I have never had to sell an adult rabbit before so I dont know.


----------



## ChickenPotPie (Jun 17, 2011)

Price will depend on a few things - quality, age, health, and wins come to mind.  Also, the area in which you live - what kind of quality is available, what are people willing to pay, and supply and demand.  For example: a _top quality_ Wooly here in CA that can place in the top 5 of it's class at the ARBA convention might go for $75 - $150 whereas the exact same rabbit would sell for $150 - $250 back East.  

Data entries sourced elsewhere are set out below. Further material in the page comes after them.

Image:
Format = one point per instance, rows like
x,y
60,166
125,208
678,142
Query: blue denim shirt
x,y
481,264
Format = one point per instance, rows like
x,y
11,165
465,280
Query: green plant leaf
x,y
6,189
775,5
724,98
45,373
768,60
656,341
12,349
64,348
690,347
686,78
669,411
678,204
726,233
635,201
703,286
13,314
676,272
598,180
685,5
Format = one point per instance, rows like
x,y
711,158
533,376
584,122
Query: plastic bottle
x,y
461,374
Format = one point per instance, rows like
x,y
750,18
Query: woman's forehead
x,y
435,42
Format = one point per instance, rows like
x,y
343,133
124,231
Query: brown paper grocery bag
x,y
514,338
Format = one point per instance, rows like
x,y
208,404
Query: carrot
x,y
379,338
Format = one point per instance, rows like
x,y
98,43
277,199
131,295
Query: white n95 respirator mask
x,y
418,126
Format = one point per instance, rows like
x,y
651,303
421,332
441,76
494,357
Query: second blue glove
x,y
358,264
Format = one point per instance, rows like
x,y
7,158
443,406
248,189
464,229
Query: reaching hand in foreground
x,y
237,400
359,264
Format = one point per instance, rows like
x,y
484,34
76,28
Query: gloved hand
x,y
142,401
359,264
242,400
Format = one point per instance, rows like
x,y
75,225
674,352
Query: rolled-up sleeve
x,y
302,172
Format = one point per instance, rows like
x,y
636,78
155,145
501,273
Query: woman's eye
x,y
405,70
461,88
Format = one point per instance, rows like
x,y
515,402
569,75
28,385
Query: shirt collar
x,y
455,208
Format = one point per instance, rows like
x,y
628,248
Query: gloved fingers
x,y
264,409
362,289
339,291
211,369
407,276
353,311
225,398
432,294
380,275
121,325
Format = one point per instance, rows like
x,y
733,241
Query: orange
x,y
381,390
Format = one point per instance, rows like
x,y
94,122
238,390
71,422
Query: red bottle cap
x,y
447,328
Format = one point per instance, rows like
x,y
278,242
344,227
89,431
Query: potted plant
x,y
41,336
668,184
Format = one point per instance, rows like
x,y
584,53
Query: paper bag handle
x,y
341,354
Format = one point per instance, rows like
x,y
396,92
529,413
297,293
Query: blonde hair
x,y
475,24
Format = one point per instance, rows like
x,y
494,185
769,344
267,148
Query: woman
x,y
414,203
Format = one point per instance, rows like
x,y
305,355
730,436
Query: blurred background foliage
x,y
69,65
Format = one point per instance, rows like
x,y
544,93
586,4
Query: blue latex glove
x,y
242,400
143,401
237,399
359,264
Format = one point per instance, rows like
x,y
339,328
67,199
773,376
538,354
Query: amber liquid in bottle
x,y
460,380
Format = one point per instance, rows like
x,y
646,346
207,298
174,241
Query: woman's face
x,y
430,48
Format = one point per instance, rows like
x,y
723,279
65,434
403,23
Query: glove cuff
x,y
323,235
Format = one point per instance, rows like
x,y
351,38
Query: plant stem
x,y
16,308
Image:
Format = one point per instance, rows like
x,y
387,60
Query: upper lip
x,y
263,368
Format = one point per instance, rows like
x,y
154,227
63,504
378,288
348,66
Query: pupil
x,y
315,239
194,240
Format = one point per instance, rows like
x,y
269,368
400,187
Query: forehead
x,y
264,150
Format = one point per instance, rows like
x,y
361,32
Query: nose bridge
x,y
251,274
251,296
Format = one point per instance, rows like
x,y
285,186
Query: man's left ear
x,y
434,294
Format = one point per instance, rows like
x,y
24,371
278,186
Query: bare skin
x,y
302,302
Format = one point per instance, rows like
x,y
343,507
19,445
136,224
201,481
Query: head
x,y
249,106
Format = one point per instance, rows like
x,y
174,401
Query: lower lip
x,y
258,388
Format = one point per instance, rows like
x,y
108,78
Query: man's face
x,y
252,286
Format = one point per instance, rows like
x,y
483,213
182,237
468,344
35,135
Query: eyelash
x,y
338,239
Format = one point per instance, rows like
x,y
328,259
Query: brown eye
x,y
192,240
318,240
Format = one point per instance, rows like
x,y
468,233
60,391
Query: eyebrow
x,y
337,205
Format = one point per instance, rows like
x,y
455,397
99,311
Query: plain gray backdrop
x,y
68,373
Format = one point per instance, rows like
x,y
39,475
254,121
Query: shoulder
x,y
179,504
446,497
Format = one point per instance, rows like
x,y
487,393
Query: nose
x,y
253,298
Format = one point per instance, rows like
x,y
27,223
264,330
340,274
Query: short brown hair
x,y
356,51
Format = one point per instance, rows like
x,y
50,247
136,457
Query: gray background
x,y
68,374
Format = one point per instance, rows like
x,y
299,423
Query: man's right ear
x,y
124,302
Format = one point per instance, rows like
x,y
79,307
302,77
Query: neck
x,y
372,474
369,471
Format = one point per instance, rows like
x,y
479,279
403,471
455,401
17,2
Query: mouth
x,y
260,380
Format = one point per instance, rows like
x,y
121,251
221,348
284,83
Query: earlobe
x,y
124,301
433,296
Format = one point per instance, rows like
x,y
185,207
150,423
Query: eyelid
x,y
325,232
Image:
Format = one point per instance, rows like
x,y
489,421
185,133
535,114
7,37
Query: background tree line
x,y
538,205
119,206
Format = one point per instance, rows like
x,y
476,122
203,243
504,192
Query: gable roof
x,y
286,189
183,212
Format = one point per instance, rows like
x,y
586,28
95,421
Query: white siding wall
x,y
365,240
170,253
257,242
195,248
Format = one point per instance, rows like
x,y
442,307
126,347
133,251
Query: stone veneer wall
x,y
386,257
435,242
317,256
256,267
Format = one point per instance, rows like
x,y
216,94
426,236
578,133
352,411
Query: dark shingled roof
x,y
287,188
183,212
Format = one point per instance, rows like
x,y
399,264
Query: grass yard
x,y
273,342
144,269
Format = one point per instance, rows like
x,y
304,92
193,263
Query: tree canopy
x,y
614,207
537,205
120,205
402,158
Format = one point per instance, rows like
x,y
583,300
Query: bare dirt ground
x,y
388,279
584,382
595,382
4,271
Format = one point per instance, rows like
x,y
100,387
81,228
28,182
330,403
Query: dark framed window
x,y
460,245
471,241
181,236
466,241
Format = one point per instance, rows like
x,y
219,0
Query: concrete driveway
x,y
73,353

That said, I think $40 - $45 for a proven brood doe less than 3 years old is a fair price for a good brood doe.


----------



## woodleighcreek (Jun 18, 2011)

Were in South Carolina and the doe is a year old.


----------



## ChickenPotPie (Jun 18, 2011)

Do you know Keep?  Kristen Drum of Keep's Rabbitry?  You might see her at shows.  She is an excellent Open JW exhibitor and I'm sure would be very helpful if you asked her to go over your doe and come up with a fair price for your area.  She'd know better than I what price you might ask for you doe.    Just tell her "Wonder Woolies" suggest you ask her for help.  

If you need help contacting her, just message me.


----------